Stupid orb. Stupid, crazy, whiny, BRILLIANT ORB! Oh so many ideas, so little time!
I knew the Ripple was coming soon, probably today, and I could handle it, but my idiot knowledge obsessed brain had lost track of time. The Ripple brings change, pure, unadulterated Change. My beasts’ bonds probably won’t stick if I can’t get the animals here and shielded. Also, I really didn’t know if I could shield them all.
Gungnir has been tested to show that it can absorb the raw energy of a dying deity of Chaos, but Svalinn hasn’t been tested on anything in that realm yet. All of my mineral and nature experiments are here in the cavern, so I won’t lose them like last time.
“Gungnir! You’re on guard duty! Stay no more than three-feet away from me, and make sure that the Ripple doesn’t kill me. Absorb as much raw Chaos as you can and see if you can solidify it if at all possible. Also, summon all of the beasts that you can reach to the cavern and we’ll see if we can shield some of them too. We might end up saying goodbye to Norn and Gator . . “
“Jaws! His name is Jaws!” Gungnir interrupted.
“That’s a stupid name. Jaws is a shark movie . . “
“So? You said I could name it, and since we aren’t going to the ocean anytime soon - WHERE WE WOULD RULE - I’m naming him Jaws.”
“Fine, we may have to say goodbye to Norn, Jaws and Kong for now because we still have Ripple number seven to contend with after this one,” I said. “And fighting them twice to dominate them is a total pain.”
“They’re here!” Gungnir sang in my head while outwardly playing its own rendition of ‘Happy Birthday to Me’. A minor stampede of animal flesh crowded inside the cavern, which I immediately started on expanding. Kong was carrying the snake chimera, John, on his back while Pups 1 through 8 ran between his legs before darting to lounge around the petrified Spot.
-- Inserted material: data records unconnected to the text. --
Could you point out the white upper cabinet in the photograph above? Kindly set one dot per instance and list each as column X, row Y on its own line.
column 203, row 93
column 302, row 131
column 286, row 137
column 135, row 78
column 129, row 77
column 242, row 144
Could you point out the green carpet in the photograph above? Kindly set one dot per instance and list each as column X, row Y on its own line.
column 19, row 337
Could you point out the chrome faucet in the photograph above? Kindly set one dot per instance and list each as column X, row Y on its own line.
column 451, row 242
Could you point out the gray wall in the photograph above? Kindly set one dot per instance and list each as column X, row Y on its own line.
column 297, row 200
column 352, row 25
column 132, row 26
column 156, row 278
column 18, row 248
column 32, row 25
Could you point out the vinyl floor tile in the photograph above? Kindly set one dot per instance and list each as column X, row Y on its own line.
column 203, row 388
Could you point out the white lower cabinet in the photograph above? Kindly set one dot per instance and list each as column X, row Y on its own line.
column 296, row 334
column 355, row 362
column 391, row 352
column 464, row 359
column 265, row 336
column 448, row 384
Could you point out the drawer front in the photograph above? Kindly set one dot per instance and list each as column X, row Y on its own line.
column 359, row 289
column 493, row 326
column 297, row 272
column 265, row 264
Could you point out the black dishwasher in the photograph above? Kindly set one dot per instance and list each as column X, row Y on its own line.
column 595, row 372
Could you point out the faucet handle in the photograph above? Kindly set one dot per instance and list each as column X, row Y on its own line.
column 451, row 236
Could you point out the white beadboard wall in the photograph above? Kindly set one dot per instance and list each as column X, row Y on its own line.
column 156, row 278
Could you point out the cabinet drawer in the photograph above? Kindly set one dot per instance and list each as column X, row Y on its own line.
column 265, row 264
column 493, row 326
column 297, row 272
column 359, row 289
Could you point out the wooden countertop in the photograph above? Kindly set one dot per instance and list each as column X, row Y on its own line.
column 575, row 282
“Hey, where’s the rest of them?” My saddened orb pouted, zipping around the disorganized zoo. Three eagle-sized crows flew through the cavern door. “Norn!” Gungnir screamed, joining the three birds in flight.
“What? What are you . . “
“Oh yeah, forgot to tell ya. Norn figured out how to split up into smaller versions of himself,” Gungnir said. “Smaller and faster and can cover more ground, and when they spot big prey, they combine back to giant Norn!”
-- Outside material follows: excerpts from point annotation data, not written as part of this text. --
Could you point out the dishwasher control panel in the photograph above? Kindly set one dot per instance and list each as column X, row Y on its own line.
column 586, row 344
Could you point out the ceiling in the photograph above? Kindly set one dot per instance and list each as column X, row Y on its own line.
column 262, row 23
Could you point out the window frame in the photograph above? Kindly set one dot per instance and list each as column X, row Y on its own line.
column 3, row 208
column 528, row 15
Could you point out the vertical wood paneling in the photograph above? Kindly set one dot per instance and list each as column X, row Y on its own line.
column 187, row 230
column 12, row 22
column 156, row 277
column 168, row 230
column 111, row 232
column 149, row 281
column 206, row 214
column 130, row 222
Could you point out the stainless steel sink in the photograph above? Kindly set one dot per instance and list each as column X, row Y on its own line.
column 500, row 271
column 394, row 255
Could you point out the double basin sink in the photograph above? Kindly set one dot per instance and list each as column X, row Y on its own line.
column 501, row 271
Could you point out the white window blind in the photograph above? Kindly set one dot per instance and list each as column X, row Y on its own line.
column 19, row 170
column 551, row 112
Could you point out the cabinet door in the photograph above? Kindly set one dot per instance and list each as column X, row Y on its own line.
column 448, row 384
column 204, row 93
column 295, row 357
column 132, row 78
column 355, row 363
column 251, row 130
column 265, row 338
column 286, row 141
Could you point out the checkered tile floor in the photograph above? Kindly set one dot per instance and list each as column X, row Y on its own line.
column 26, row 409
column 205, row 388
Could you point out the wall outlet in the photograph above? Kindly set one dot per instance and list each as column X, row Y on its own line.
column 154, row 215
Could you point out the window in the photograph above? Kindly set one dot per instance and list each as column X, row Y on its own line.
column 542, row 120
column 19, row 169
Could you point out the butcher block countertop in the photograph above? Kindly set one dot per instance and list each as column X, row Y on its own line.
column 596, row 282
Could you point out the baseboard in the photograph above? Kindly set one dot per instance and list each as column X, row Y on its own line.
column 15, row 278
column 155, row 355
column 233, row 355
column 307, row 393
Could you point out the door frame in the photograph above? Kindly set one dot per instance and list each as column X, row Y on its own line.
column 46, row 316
Looking closer, I saw that the (comparatively) small birds actually were smaller versions of my first bonded beast. Magic is fucking cool.
“The tree is consumed, the seed set adrift.”
“Sunder the bonds, shatter your chains.”
“Rise from my fall, grasp what you will.”
******
The intense warping of reality never gets old. Every living thing in that cavern, except for me, shuddered and changed as each wave of the Chaos coursed through the cavern. Seeing the strange oily slick energy getting eaten by Gungnir did not take away from the wonder of watching REALITY RIPPLE!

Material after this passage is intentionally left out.